Évidemment, on connaît le genre de réactions épidermiques que déclenche chez les puristes de l'indie ce genre de décisions et pour de nombreuses personnes suivant le groupe depuis ses débuts, ce quatrième album est particulièrement redouté. Toutefois, Colin Meloy a assuré que le but premier de ce transfert juteux était de pouvoir bénéficier de moyens d'enregistrement et de production à la hauteur de ses attentes et on ne peut qu'abonder dans son sens à l'écoute de The Crane Wife. Les arrangements sur ce nouvel album restent dans la lignée des précédents efforts, précieux et raffinés, et il semble indéniable qu'en déliant les cordons de la bourse, Capitol a permis au groupe de travailler et réenregistrer ceux-ci à l'envi – notamment sous l'oeil attentif de leur ami Chris Walla de Death Cab For Cutie.

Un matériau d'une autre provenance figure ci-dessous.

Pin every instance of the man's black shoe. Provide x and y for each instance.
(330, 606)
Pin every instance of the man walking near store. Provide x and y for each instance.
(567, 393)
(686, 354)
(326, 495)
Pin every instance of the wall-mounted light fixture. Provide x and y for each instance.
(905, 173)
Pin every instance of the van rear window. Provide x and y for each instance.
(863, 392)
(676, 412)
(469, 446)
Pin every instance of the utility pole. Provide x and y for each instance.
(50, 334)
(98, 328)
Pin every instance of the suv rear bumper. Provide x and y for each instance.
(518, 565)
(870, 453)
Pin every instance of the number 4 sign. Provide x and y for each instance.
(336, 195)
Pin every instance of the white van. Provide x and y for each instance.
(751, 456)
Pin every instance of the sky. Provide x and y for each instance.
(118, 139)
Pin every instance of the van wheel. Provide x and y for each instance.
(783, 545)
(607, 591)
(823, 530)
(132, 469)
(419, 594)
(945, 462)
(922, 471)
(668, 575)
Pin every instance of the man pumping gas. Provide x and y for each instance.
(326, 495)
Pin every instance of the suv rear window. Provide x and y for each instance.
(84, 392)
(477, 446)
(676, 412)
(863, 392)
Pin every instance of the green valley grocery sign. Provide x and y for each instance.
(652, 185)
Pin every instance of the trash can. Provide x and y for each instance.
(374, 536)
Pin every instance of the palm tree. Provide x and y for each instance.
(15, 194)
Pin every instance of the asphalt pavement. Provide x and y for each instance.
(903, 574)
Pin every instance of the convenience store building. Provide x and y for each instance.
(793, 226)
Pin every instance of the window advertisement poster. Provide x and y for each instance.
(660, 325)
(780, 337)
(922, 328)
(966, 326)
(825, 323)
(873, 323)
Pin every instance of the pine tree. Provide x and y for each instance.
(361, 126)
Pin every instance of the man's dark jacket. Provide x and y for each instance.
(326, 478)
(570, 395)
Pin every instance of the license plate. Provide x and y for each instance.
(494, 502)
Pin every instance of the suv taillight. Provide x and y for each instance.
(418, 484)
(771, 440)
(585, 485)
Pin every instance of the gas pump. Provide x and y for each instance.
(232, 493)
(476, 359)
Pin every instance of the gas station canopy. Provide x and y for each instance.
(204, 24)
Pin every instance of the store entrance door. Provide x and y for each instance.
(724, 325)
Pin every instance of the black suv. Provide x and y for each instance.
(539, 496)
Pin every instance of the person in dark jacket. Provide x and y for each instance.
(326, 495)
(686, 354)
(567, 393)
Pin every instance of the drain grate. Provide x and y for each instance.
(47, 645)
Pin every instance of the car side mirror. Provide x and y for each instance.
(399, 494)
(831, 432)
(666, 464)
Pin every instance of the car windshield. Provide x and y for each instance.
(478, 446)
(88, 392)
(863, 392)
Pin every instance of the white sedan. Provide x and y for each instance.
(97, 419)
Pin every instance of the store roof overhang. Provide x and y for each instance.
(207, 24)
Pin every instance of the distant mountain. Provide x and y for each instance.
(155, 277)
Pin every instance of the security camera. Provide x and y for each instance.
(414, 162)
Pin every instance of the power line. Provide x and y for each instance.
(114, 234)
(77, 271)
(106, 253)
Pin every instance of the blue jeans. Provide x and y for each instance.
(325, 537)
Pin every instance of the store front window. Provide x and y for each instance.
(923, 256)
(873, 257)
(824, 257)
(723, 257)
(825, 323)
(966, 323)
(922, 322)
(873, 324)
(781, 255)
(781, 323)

Mais une fois encore, ce n'est pas dans les arrangements, certes très réussis, qu'il faut aller chercher la véritable valeur ajoutée qui fait de The Decemberists un groupe à part et de The Crane Wife une nouvelle réussite, mais plutôt dans le livret qui accompagne ce dernier. C'est là que l'on peut se délecter des superbes paroles de Colin Meloy. Particulièrement influencé par la littérature, il y fait une nouvelle fois montre d'un talent d'écriture unique qui imprègne fortement les compositions du groupe. Après s'être inspiré du roman picaresque espagnol, Colin Meloy lorgne cette fois-ci du côté du Japon (une partie de The Crane Wife est inspirée d'un conte japonais) et de la Grande-Bretagne (une autre partie doit beaucoup à La Tempête de Shakespeare). Les histoires, Colin Meloy les aime romancées, gorgées d'émotions en tous genres et vecteurs de sensations fortes. Ce mélange de folk, de pop et de poésie trouve son écho le plus puissant dans les deux morceaux épiques de The Crane Wife: affichant respectivement 12 et 11 minutes au compteur, « The Island - Come and See - The Landlord’s Daughter - You’ll Not Feel The Drowning » et « The Crane Wife 1 And 2 » sont d'indispensables joyaux qui démontrent tout la maturité d'un groupe conscient de ses limites et ne reculant devant aucun sacrifice pour rendre son univers aussi accessible que possible.
Un peu trop policé et pas assez décomplexé pour venir titiller Picaresque, The Crane Wife n'est clairement pas le meilleur album du groupe de Portland. Il n'en reste pas moins qu'en raison de sa densité théâtrale prenante, de la personnalité forte de son chanteur et de sa déconcertante facilité à briller sur tous les types de formats, cette nouvelle livraison des Decemberists risque fort de squatter votre platine dans les semaines et mois à venir.